Inverted duplicate junction identification is performed by first analyzing reads and their orientation to a reference genome. Defining a low-phred scoring region as a region at least 10 nucleotides long with a median phred score less than five standard deviations from the global median for the sample. On average, this results in 18% of all reads in a sample having at least one low-scoring region (Supplemental Table S2). Therefore, we further refine our criteria to limit our analysis to likely candidate inverted duplicate sequence junctions. First, because junctions represent an inversion, we require low-phred scoring reads map to the same chromosome in different orientations. Secondly, the boundaries of split-reads are used to identify the original location of the junction in the reference genome. We accomplish this by storing the boundaries of split-reads as pairs of reference genome coordinates. We use a greedy algorithm to resolve overlapping or conflicting boundary pairs. Finally, because we are specifically looking for duplications, we expect an increase in relative read-depth around the junction. Note, in this procedure we do not explicitly look for inverted duplicates of any size in the reference genome, or limit our analysis to exclude chromosomal features such as telomeres or centromeres.
This process is able to recapitulate 9 inverted duplicate junctions (A1–9, Supplemental Table S3) previously described by our lab using Illumina sequencing (16). Five additional inverted duplicate junctions were identified in these samples using mugio (B, C, T, in Supplemental Table S3). Because these are in low-complexity, repeat or Ty transposon regions they are intractable to identification using short-read sequencing. The rDNA locus was manually evaluated as the highly repetitive and highly duplicated region presents a difficulty for automated inverted duplication detection.
Determination of length of low-phred scoring regions
Reads containing a predicted inverted duplicate junction were scanned to identify all subregions (minimum 10 bases in length) that have a median phred score lower than five standard deviations from the global median.
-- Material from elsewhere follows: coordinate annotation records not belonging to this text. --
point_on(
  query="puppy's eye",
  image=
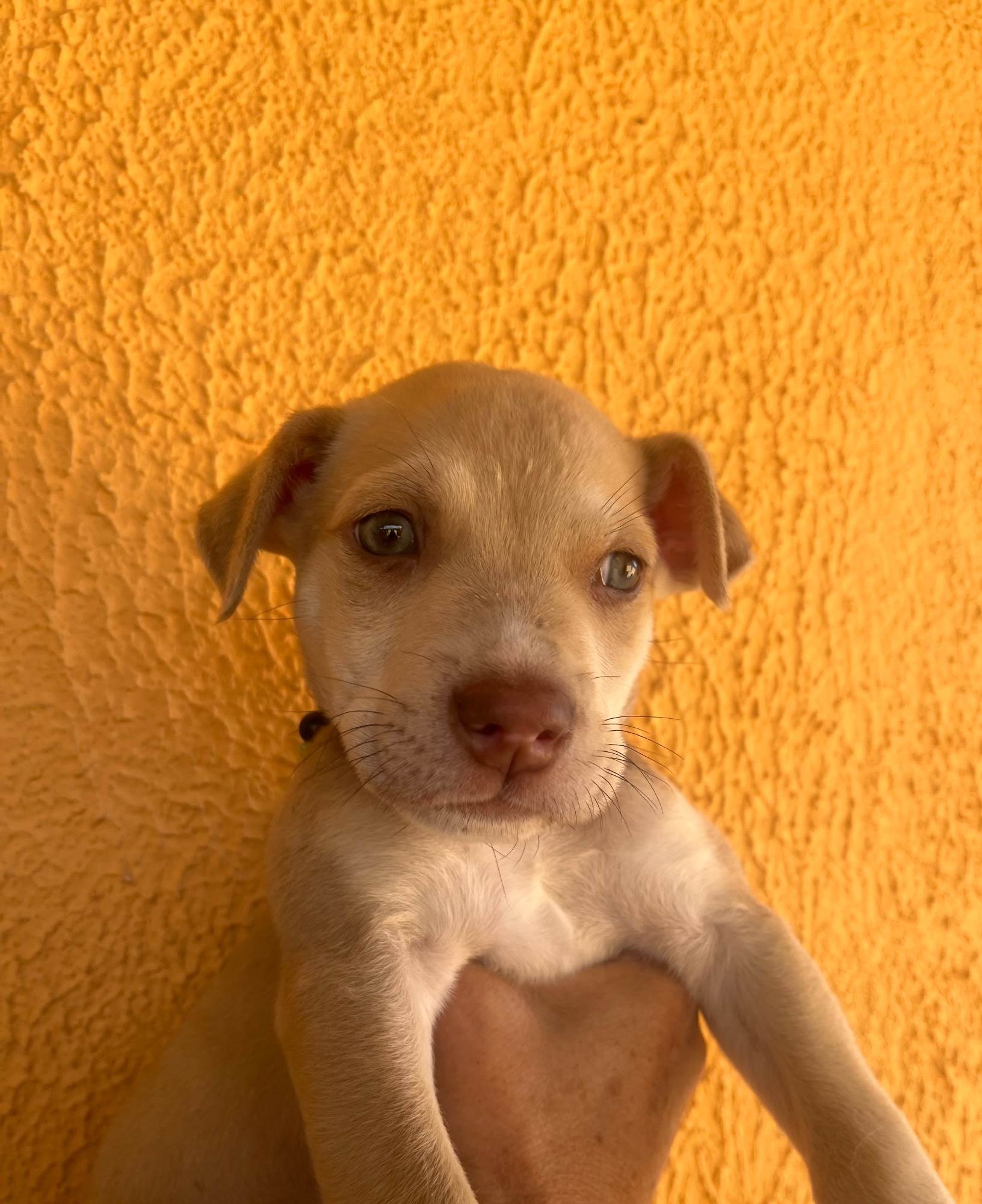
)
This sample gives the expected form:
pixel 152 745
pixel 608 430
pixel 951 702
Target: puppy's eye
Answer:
pixel 622 571
pixel 387 534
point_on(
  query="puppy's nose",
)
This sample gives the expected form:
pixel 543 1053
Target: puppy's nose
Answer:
pixel 513 727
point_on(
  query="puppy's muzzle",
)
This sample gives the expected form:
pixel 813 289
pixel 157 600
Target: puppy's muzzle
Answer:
pixel 513 727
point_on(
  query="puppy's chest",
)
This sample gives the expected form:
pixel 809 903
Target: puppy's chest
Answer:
pixel 535 924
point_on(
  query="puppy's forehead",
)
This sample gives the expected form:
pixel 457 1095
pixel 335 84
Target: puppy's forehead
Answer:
pixel 482 434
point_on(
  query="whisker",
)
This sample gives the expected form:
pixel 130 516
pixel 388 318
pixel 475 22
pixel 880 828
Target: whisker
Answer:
pixel 643 736
pixel 362 686
pixel 611 500
pixel 675 719
pixel 641 753
pixel 498 866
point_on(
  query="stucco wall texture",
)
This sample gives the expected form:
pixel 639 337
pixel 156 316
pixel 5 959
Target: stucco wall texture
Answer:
pixel 759 223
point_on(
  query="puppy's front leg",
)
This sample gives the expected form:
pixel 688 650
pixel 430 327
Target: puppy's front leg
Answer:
pixel 358 1041
pixel 359 994
pixel 777 1020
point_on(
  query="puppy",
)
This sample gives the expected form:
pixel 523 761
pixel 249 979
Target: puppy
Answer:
pixel 477 554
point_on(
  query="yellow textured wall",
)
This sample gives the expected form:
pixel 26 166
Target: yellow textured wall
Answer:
pixel 759 222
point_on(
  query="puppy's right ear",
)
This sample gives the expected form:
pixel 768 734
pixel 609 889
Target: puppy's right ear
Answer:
pixel 261 507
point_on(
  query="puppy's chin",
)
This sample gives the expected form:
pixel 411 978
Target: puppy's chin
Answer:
pixel 481 821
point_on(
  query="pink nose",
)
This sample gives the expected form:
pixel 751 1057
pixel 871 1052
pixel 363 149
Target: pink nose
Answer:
pixel 514 728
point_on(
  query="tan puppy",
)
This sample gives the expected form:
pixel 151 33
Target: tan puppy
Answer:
pixel 477 553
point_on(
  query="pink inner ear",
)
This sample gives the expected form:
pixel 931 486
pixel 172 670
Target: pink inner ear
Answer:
pixel 673 521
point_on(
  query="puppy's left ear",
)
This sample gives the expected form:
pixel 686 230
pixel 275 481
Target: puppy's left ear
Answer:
pixel 702 544
pixel 263 507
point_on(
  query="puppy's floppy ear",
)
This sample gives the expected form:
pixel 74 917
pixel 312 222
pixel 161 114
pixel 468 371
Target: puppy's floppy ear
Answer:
pixel 702 544
pixel 259 509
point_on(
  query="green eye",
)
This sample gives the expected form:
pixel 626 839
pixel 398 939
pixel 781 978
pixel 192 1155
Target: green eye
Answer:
pixel 622 571
pixel 387 534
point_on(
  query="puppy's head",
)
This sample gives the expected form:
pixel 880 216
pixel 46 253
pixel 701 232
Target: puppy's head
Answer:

Subregions are expanded until the median phred-score in a 10 base window increases above the global median at which point the expansion of the subregion is halted and the subregion is stored for further analysis. Unbounded regions, which never recover from the low-phred score region before the read ends, were not included in length measurements. Pre-junction region lengths were measured from the beginning of the read to the beginning of the low-scoring region.
Determination of translocation rate
To determine if the translocation rate changes within a low-phred scoring region we first aligned the read to the reference genome to derive the expected number of nucleotides sequenced for each aligned and unaligned region (21,22) (see Supplemental Methods). We then divide the number of sensor sampling events for that region of the read by the number of expected bases. The estimated translocation rate is the number of samples per segment divided by the length of the corresponding segment in the reference genome.
RESULTS
SVs and CNVs result in novel sequences that are often diagnostic of the mechanism of formation (3). Different classes of CNVs can result in inverted duplicated DNA sequence characterized by a nearly identical DNA sequence oriented in the opposite directions with a junction region separating them (Figure 1A). Some CNVs may contain multiple inverted duplicate sequences. We recently identified numerous CNVs containing ODIRA generated inverted duplications in experimentally evolved strains of Saccharomyces cerevisiae using short-read Illumina sequencing (16). ODIRA is a DNA replication-based mechanism of CNV formation (15,23) that generates CNVs with characteristic triplicated sequence wherein the internal repeat is inverted relative to the other two copies. Thus, these CNVs contain two inverted duplicate sequences. When the junction between the inverted sequences is unique it enables their identification using short-read sequencing. The structure of ODIRA breakpoints has been verified using orthogonal methods such as restriction digest analysis and Southern blotting (23). Although ODIRA CNVs motivated our original experiments, inverted duplications result from other CNV formation mechanisms as shown below.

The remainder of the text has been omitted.